- Directed by: Satyen Bose
- Written by: Sharad Joshi (story); Govind Moonis (screenplay & dialogues);
- Produced by: Tarachand Barjatya
- Cinematography: Anil Mitra
- Edited by: Mukhtar Ahmed
- Music by: Raam Laxman
- Release date: 1979;
- Running time: 138 min
- Country: India
- Language: Hindi

= Saanch Ko Aanch Nahin =

Saanch Ko Aanch Nahin (alternative: Truth Needs No Support) is a 1979 Bollywood drama film directed by Satyen Bose. This film was inspired by the story Panch Parmeshwar, written by the famous writer Premchand. The film was produced by Tarachand Barjatya. The film stars Arun Govil, Om Shivpuri and Urmila Bhatt, and also marked the debut of actress Madhu Kapoor.

==Plot==
Manoharlal Agarwal (played by Om Shivpuri) and Satyaprakash Agarwal (played by Arvind Deshpande) are wealthy businessmen and close friends. Manoharlal enters into a dispute with Hariram and to solve this he asks his friend Satyaprakash to be the sole arbitrator. To bond their friendship more, Manoharlal proposes to wed his daughter Nirmala (played by Madhu Kapoor) with Satyaprakash's son Ajay (played by Arun Govil). He also proposes this in order to get favour from Satyaprakash in his case.

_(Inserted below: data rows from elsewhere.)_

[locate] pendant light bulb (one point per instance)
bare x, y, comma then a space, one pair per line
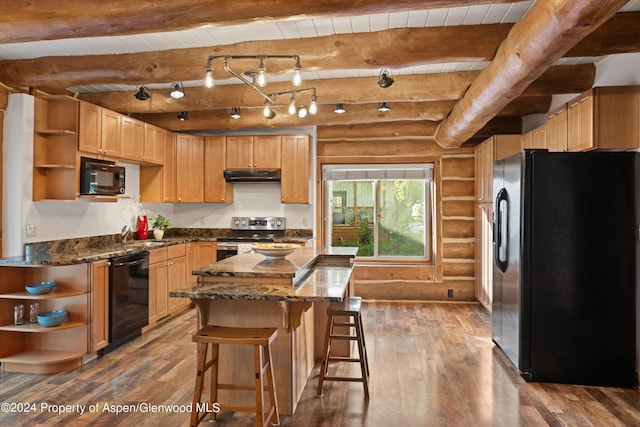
267, 110
313, 107
292, 106
297, 77
208, 79
261, 78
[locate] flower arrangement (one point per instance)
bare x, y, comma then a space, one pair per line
159, 222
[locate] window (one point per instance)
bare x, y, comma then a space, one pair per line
384, 210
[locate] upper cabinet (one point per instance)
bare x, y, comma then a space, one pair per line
296, 169
99, 132
605, 117
189, 168
249, 152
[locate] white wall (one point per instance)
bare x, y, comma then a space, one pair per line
63, 220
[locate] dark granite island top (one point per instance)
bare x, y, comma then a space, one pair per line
308, 275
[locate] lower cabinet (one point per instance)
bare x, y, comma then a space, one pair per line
167, 272
99, 305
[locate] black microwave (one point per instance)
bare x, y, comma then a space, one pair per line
100, 177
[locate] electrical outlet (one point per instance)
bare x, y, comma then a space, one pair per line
31, 230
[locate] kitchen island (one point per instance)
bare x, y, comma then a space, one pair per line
291, 294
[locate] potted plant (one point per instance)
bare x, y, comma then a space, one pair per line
159, 224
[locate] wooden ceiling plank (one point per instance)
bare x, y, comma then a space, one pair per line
54, 19
546, 32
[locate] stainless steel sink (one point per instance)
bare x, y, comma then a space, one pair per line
143, 245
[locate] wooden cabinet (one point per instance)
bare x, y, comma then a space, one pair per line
54, 148
296, 169
99, 305
249, 152
605, 117
189, 168
167, 272
36, 349
99, 131
216, 188
556, 129
580, 123
131, 139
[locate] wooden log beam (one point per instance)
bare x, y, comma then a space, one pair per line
54, 19
548, 31
395, 48
355, 90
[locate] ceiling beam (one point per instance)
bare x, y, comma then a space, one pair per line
395, 48
539, 39
54, 19
355, 90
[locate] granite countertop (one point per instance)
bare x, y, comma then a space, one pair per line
309, 274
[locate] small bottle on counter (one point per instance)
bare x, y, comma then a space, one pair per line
33, 312
18, 314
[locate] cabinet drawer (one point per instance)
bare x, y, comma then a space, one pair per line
158, 255
176, 251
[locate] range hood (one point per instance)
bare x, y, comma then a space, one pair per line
252, 175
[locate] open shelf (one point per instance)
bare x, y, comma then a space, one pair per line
36, 357
36, 327
51, 295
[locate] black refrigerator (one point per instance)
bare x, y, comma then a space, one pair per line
565, 237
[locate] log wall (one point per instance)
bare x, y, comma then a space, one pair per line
453, 267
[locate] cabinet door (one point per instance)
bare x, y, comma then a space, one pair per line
158, 292
153, 144
110, 133
132, 139
89, 128
189, 168
99, 305
177, 268
580, 123
216, 189
296, 164
267, 151
207, 253
557, 133
169, 168
239, 152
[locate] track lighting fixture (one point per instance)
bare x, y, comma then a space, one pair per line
385, 79
177, 91
384, 107
142, 94
235, 113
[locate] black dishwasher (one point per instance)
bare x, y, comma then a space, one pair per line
128, 297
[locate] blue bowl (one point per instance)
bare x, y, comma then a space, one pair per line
52, 318
40, 288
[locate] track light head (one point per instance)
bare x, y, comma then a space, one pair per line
142, 94
385, 79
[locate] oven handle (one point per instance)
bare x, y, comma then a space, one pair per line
130, 263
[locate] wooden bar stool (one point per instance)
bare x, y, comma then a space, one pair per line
349, 307
260, 339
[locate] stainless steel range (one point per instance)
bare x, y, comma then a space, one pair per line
246, 231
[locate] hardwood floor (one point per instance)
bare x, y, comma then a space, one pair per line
432, 364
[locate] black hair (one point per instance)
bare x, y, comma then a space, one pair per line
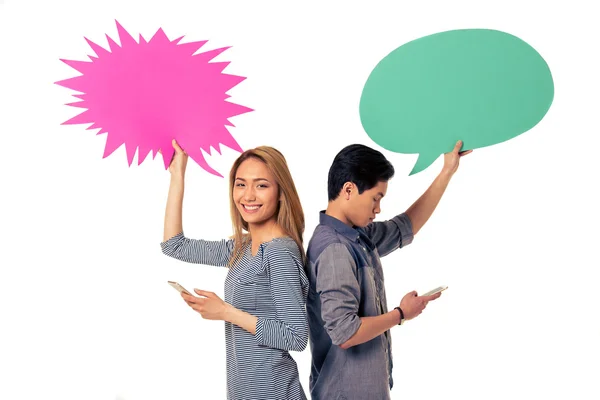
359, 164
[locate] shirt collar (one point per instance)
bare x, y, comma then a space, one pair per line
349, 232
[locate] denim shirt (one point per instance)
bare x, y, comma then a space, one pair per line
346, 283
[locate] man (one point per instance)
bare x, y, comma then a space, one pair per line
348, 317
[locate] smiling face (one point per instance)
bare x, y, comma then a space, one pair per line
361, 209
255, 192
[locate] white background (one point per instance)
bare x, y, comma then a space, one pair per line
86, 312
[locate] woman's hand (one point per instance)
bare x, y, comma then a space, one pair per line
210, 306
178, 162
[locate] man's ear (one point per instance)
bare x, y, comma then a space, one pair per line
347, 190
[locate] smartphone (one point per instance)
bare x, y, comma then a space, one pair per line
436, 290
179, 288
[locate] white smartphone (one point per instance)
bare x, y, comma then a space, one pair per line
179, 288
436, 290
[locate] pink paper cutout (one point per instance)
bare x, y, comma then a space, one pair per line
145, 94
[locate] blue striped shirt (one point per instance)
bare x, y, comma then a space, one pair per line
273, 286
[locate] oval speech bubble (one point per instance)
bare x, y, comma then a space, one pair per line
480, 86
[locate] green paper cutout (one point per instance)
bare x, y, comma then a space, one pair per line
476, 85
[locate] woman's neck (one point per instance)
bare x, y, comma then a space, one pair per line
265, 232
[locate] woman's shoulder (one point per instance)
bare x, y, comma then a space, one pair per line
281, 245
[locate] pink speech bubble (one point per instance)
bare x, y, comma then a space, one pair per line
146, 94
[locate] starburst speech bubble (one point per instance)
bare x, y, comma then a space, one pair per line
146, 94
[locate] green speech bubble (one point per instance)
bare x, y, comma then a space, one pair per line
476, 85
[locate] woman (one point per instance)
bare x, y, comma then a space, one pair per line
266, 285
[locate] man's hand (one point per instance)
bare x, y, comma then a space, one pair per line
452, 159
412, 305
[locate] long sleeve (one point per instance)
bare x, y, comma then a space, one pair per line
391, 234
198, 251
289, 289
339, 290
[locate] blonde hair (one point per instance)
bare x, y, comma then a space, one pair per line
289, 214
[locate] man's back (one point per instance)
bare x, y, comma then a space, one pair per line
346, 283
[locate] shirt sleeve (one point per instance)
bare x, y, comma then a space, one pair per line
289, 288
391, 234
339, 290
198, 251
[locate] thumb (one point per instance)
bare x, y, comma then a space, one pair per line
458, 146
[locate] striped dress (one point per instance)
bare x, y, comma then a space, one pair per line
272, 285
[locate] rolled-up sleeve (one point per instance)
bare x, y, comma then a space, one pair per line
198, 251
339, 290
391, 234
289, 288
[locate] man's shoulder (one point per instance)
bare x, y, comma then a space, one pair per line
323, 237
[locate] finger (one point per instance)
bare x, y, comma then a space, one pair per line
178, 149
433, 297
205, 293
189, 298
457, 146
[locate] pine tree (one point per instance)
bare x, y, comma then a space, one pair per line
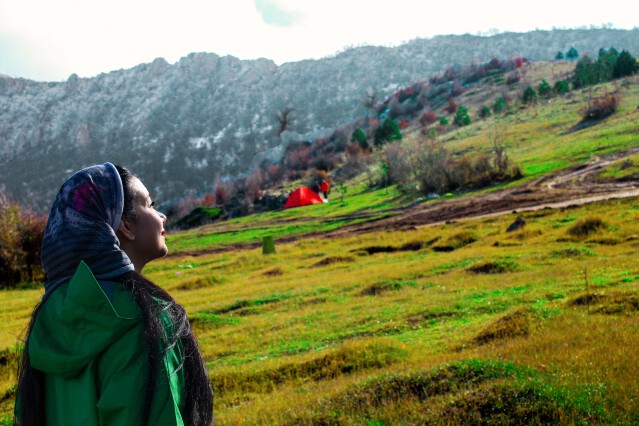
461, 117
561, 87
625, 65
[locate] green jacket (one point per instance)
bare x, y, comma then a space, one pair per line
91, 347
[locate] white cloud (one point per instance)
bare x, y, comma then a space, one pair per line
49, 40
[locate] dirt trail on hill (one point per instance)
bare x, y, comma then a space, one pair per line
573, 186
570, 187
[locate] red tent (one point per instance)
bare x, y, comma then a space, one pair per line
302, 196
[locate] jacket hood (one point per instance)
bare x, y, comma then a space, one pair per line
77, 322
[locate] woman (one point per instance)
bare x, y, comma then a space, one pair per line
106, 346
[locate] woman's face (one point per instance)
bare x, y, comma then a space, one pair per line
147, 231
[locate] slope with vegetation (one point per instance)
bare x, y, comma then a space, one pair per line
440, 322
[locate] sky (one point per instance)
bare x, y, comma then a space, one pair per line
48, 40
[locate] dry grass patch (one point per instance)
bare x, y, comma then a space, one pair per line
456, 241
333, 259
610, 304
467, 392
500, 266
384, 287
586, 227
198, 283
514, 324
274, 272
348, 359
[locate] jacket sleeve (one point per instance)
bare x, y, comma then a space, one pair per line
122, 374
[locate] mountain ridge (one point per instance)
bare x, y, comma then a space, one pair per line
182, 126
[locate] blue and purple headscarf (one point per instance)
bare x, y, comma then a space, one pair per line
81, 226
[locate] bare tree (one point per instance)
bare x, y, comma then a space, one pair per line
370, 98
285, 120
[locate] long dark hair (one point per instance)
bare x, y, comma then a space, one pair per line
153, 302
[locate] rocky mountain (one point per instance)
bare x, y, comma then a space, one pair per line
180, 126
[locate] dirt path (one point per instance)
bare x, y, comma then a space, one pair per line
574, 186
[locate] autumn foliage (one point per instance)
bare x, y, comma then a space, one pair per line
21, 233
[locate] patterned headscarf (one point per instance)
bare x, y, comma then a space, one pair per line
82, 224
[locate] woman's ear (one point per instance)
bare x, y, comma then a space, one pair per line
126, 230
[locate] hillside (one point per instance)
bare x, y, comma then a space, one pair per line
182, 126
387, 307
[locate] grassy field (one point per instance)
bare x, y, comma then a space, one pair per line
455, 323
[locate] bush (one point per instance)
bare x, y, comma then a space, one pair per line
513, 78
544, 89
601, 107
561, 87
587, 227
461, 117
359, 137
427, 118
625, 65
451, 108
484, 112
387, 132
500, 105
21, 233
530, 96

Given the acceptances from both the families, Nirmala and Ajay keep meeting each other and soon fall in love. They are also engaged. But as the events in the case turn out, Satyaprakash gives his decision in favour of Hariram. This agitates Manoharlal and in vengeance he decides to break off the wedding. With his power of money he also gets himself appointed as a sole arbitrator in one of the cases involving Satyaprakash. He then decides to rule against Satyaprakash and ruin him financially. Nirmala is also made to marry another man, Murli. But just before the wedding, she decides to elope with Ajay. Seeing that her daughter has departed, Nirmala's mother goes in shock and falls critically ill. Hence Ajay brings back Nirmala so that her mother can feel better.

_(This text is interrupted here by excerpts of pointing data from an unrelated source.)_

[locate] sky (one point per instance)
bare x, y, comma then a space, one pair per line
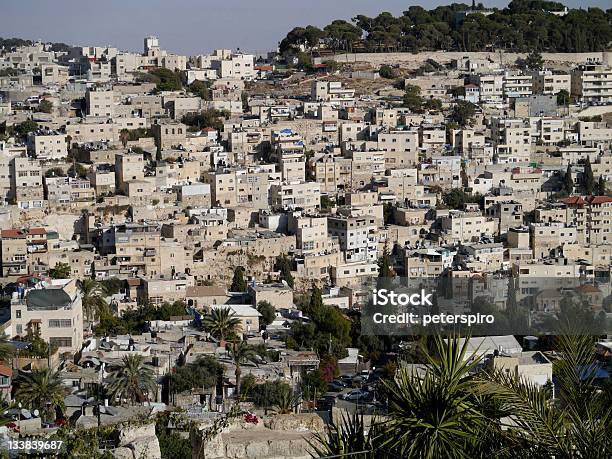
190, 26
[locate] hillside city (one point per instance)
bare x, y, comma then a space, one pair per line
189, 244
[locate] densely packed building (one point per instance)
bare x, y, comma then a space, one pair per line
206, 183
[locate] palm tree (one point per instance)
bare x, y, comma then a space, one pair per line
456, 411
438, 414
285, 401
93, 303
578, 425
6, 348
124, 136
221, 322
132, 380
240, 353
346, 438
42, 390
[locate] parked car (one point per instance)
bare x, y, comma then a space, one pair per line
355, 395
335, 387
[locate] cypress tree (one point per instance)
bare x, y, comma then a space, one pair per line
238, 281
589, 181
568, 182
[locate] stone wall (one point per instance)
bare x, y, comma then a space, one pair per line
414, 60
278, 437
136, 442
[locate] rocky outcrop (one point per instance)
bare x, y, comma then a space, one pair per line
136, 442
279, 437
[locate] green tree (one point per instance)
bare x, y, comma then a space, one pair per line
124, 137
240, 353
563, 98
221, 322
132, 380
568, 181
589, 180
60, 271
386, 71
42, 390
204, 372
94, 304
267, 311
45, 106
55, 172
438, 414
168, 80
456, 198
412, 98
77, 170
313, 384
201, 89
6, 348
388, 213
112, 285
345, 437
326, 202
534, 61
267, 395
171, 443
210, 118
286, 402
601, 186
238, 282
22, 129
385, 269
434, 105
463, 112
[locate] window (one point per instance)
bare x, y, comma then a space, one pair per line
60, 341
60, 323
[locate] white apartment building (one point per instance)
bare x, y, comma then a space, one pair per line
299, 195
517, 85
47, 144
333, 92
100, 103
512, 138
233, 65
356, 235
550, 83
26, 183
491, 87
593, 83
54, 312
401, 148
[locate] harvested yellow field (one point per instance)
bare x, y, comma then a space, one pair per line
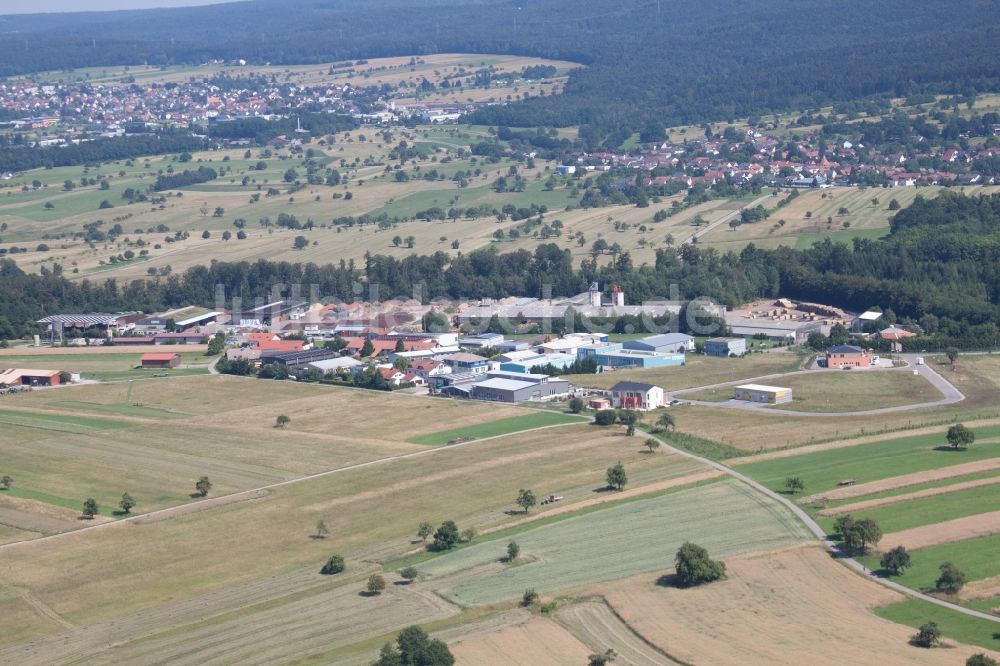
905, 497
102, 575
959, 529
538, 641
771, 608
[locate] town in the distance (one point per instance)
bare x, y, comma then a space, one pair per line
488, 333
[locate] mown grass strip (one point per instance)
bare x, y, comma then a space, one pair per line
54, 421
977, 558
822, 470
54, 500
953, 625
496, 428
417, 558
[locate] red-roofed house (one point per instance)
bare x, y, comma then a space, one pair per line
160, 360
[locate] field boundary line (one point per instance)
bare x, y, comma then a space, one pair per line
825, 539
255, 493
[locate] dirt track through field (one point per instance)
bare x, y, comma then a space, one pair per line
772, 609
893, 482
906, 497
960, 529
854, 441
596, 625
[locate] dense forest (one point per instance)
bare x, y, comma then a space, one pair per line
648, 62
938, 270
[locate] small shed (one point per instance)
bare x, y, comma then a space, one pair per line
771, 395
160, 360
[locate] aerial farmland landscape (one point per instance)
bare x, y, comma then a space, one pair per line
491, 333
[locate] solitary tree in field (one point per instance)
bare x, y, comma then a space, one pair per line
203, 485
861, 534
952, 355
376, 584
616, 476
960, 437
695, 567
666, 421
127, 503
334, 565
526, 499
794, 484
928, 636
951, 579
446, 536
602, 658
895, 561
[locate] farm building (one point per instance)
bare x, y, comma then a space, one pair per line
480, 341
295, 359
335, 364
633, 358
865, 319
847, 356
667, 343
509, 389
726, 347
525, 364
771, 395
635, 395
154, 360
24, 377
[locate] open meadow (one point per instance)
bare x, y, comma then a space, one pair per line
794, 602
816, 215
828, 391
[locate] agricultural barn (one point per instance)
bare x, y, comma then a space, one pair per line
634, 395
847, 356
22, 377
667, 343
153, 360
725, 347
771, 395
511, 389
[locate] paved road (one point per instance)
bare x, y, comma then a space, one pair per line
823, 536
949, 394
724, 220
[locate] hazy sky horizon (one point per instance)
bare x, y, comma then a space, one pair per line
45, 6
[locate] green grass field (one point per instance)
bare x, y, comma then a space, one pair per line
58, 422
954, 626
868, 462
725, 517
977, 558
496, 428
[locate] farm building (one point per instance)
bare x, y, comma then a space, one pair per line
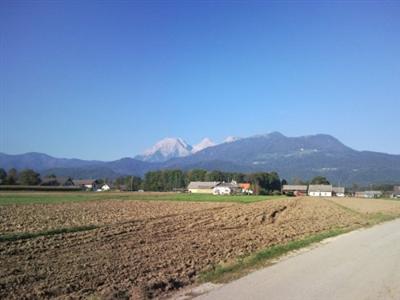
296, 190
338, 191
245, 188
320, 190
103, 187
396, 191
202, 187
57, 181
369, 194
87, 184
226, 188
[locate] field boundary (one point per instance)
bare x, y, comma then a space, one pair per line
244, 265
29, 235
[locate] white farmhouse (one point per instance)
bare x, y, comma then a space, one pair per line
338, 191
320, 190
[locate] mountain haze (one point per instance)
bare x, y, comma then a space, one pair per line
292, 157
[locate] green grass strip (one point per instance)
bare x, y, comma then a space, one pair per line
223, 273
28, 235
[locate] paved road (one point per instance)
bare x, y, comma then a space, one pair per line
360, 265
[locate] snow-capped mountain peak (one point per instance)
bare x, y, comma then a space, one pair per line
166, 149
205, 143
231, 139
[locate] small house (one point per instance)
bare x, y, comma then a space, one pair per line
57, 181
338, 191
105, 187
320, 190
295, 190
226, 188
202, 187
369, 194
86, 184
245, 188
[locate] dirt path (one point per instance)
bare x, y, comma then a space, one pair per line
364, 264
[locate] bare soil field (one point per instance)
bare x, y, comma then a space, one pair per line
40, 217
146, 249
370, 206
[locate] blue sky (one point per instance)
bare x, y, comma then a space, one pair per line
105, 80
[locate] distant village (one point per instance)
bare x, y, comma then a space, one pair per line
261, 183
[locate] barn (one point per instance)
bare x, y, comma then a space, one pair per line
320, 190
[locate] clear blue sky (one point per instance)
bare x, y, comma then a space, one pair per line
104, 80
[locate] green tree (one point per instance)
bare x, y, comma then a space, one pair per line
319, 180
196, 175
12, 176
215, 176
29, 177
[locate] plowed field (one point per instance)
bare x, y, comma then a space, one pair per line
145, 249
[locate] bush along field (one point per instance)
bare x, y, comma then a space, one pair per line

In the case, Manoharlal sees how Satyaprakash is really innocent. Hence, with all the truth in front of him, he is unable to give a false verdict just for the sake of his vengeance. He thus realises in what situation Satyaprakash had been when he ruled and realises how the truth needs no support and always wins. They both patch up their animosity and the two lovers, Nirmala and Ajay, also get married.

==Cast==
- Arun Govil as Ajay
- Madhu Kapoor as Nirmala
- Om Shivpuri as Manoharlal Agarwal
- Urmila Bhatt as Mrs. Sharda M. Agarwal (Nirmala's mother)
- Arvind Deshpande as Satyaprakash Agarwal
- Sunder
- Gajanan Jagirdar as Hariram
- Birbal as Bahadur (Chauffeur)
- Om Puri
- C.S. Dubey as Ganeshi (Murli's father)
- Javed Khan as Kailash (Ajay's friend)
- Ram Mohan as Manikchand
- Madhu Shah as Mrs. Pratap M. AgarRwal

==Music==
The songs of the film are composed by the musical duo Raam Laxman on lyrics penned by Kulwant Jani and Ravindra Rawal.

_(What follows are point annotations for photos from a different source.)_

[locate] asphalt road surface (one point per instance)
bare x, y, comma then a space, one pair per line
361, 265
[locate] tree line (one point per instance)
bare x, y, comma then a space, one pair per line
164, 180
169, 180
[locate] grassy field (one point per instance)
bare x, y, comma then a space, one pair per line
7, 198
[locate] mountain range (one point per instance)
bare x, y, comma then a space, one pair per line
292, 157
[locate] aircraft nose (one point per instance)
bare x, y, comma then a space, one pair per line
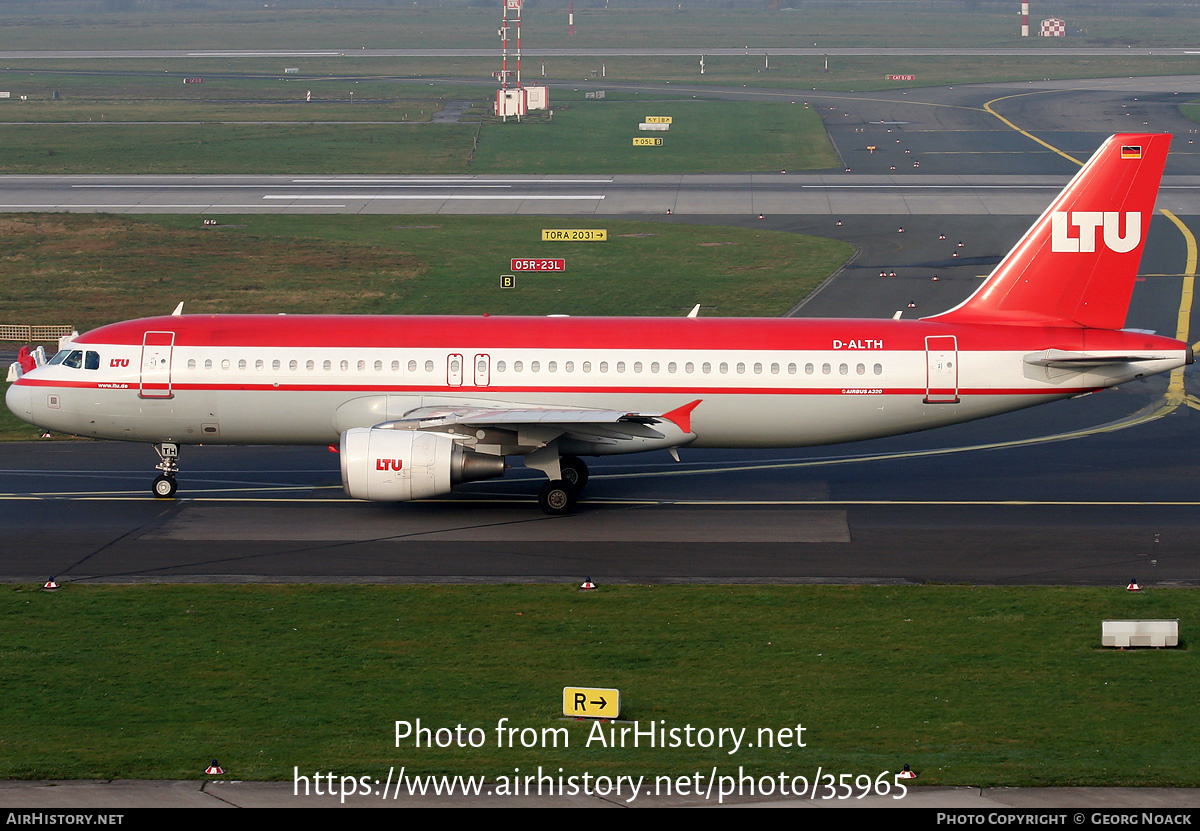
21, 401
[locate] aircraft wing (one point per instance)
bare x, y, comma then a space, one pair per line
537, 426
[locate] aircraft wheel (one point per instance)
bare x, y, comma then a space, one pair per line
575, 472
557, 497
165, 486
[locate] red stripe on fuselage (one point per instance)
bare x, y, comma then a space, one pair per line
604, 333
492, 392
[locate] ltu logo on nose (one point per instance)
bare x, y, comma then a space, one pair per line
1086, 222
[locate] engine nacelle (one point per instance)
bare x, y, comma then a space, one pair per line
401, 465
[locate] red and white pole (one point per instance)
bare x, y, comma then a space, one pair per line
504, 53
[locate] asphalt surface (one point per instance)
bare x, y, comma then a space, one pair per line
1071, 492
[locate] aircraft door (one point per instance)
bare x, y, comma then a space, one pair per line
454, 370
483, 370
155, 372
942, 369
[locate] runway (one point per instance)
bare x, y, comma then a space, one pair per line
1091, 491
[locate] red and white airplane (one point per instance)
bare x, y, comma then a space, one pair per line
421, 404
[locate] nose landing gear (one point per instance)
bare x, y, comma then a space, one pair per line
165, 485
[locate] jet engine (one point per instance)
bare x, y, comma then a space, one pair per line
399, 465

| No. | Title | Lyrics | Singer(s) | Length |
|---|---|---|---|---|
| 1. | "Hari Hari Mehndi Ki Pattiyan" |  | Shailender Singh, Usha Mangeshkar | 03:38 |
| 2. | "I Love You (I)" | Kulwant Jani | Shailender Singh, Usha Mangeshkar | 03:37 |
| 3. | "I Love You (II)" | Kulwant Jani | Shailender Singh, Usha Mangeshkar | 04:32 |
| 4. | "Aankhon Ankhon Mein Dil Gaya Apna" |  | Shailender Singh | 03:32 |
| 5. | "Mere Bas Mein" |  | Shailender Singh | 04:10 |
| 6. | "Aaj Meri Didi Ki Sagai" | Ravindra Rawal | Usha Mangeshkar | 05:11 |

==Reception==
The film was a modest success. Film World wrote "Saanch Ko Aanch Nahin is no patch on the earlier hit pictures of Rajshri, like Dulhan Wahi...".
Madhu has said of her appearance in the film and several others in the 1980s: "I made mistakes and signed some wrong movies" and cited it as to why her career never took off.